VANCOUVER -- As the provincial government gears up to battle the COVID-19 pandemic during flu season and avoid a "twindemic," B.C. health officials have ordered a record number of influenza vaccines as they prepare for an unprecedented messaging blitz to convince people to roll up their sleeves.

Provincial health officer Dr. Bonnie Henry announced two million doses of flu vaccine – 450,000 more than normal – are coming to B.C. as she encourages everyone to inoculate themselves against the seasonal flu, which will be free for the majority of British Columbians.

“We want everyone who is able to have an influenza vaccine to take it this year to protect themselves and their family. We know this vaccine is safe. We know that it’s effective – it’s not 100 per cent, but depending on what is circulating, we know there’s several strains of influenza circulating every year,” said Henry. “There are very few people who are not around someone who’s at high risk and so there are very few people who are not eligible for our publicly-funded influenza shot here in B.C.”
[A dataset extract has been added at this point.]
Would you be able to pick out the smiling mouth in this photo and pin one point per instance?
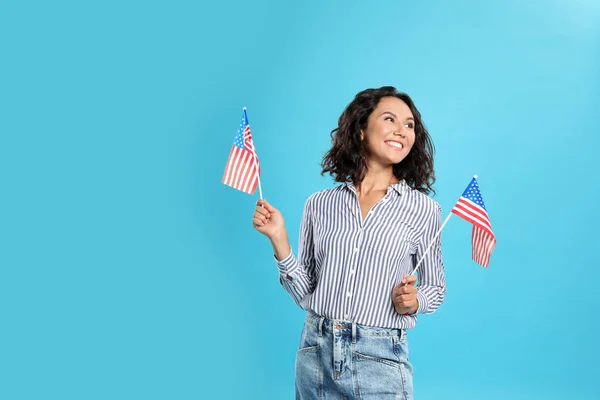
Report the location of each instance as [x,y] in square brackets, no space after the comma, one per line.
[394,145]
HealthLinkBC says free flu shots are available to those at serious risk of illness from influenza, including children under five, seniors, pregnant women, Indigenous people, those with asthma, diabetes, cancer, neuromuscular disorders and anyone who’s very obese.

Household contacts of anyone in those categories are also eligible for free flu shots, as are first responders, farmers and healthcare workers.

The federal government has also funded nearly 47,000 high dose FluZone vaccines for seniors in long-term care or assisted living facilities. According to the BC Centre for Disease control, high dose trivalent inactivated influenza vaccine (HD TIIV) or Fluzone® High-Dose, has quadruple the antigens as conventional flu vaccines.

“For the 2020/21 influenza season, individuals 65 years of age and older living in long term care facilities are eligible for publicly funded HD TIIV,” it says in a publicly available document. “HD TIIV may be available for purchase through pharmacies throughout B.C. (for those not eligible).”

The BC Care Providers Association is pleased to see the investment in protecting the province’s most vulnerable seniors.

“The last thing we want while we’re dealing with COVID-19 and protecting seniors in care is a bad flu season, so this is kind of like a double layer of protection,” said CEO Terry Lake. “Because all the measures we’re taking for COVID-19 will help the risk of other respiratory infections like the seasonal flu but having this additional flu vaccine is going to add a layer of protection to keep our seniors safe.”

Henry pointed out the southern hemisphere’s flu season, which has wound down, was significantly milder than normal and that’s partly attributed to their big uptake in the flu vaccine there, in addition to the frequent hand-cleaning and distancing we’ve grown accustomed to.

“The measures we’ve put in place for COVID also help protect us from those other respiratory infections, so we need to keep doing the things that we’re doing – like washing our hands regularly, covering out mouths when we cough, staying at home when we’re sick,” said Henry. “The other thing (the flu vaccine) does is help reduce the impact on our healthcare system, because we know that when people are infected with influenza, particularly when we know influenza makes older people and younger people very ill, not just because of the infection but also because influenza can exacerbate some of those other conditions we have.”